ハーネスやリード線の工程は、ざっといってしまえば、切断して、皮剥いて、配線して検査という、非常に単純なものです。ところが、実際に生産してみると、実にさまざまな不良が発生します。
一番まずいのは、誤配線です。これは致命的な不良です。ですからこの手のメーカーは、例え何十本の配線となっても必ず誤配の全数検査を行っています。
切断後に皮膜の皮むきをするのですが、そのときに芯線までも切ってしまうこともあります。これも致命的不良となります。
今日のポイント
他にはその芯線に端子を機械的にカシメたりしますが、そのカシメ位置がずれたり、不十分だったりする不良が結構出ます。それらは、発生防止を行っていますが、最終的には外観検査による全数チェックで、流出を防ぎ品質を保証しているのが、実態です。

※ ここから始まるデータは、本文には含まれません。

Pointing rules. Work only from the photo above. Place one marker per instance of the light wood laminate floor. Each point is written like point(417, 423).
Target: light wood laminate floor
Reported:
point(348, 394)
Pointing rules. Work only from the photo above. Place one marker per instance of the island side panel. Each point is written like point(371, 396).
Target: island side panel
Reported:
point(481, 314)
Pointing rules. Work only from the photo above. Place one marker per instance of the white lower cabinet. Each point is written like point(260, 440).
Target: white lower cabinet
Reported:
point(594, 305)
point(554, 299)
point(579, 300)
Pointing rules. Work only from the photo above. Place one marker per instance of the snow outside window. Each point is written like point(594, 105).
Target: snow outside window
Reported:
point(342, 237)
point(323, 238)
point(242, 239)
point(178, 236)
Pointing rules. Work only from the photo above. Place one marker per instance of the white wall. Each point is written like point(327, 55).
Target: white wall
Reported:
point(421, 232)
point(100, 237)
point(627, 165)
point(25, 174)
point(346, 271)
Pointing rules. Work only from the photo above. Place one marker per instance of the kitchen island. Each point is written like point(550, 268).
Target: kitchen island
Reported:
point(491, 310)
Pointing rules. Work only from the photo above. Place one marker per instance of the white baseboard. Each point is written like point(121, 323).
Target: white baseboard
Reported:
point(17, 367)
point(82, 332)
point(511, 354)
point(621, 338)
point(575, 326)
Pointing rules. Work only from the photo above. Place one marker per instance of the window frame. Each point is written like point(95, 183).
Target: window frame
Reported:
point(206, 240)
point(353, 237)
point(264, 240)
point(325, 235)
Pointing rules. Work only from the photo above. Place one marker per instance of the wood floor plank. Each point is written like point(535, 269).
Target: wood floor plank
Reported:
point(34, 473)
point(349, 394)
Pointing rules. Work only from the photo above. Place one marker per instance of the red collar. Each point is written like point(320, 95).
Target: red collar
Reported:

この会社での改善ポイントは、それに関するものでした。流出防止によって品質を保証しているのにも関わらず、検査で不良品が発見された時の処置が不十分という点です。前回の企業でもこの点を指導しましたように、この点は非常に重要です。
前回と異なる点は、不良品を見つけたときに、いつから生産したものに不良品が含まれる可能性のある対象品となるか? その範囲限定がきちんとできていなかったことが、判りましたのでここを指導のポイントとしました。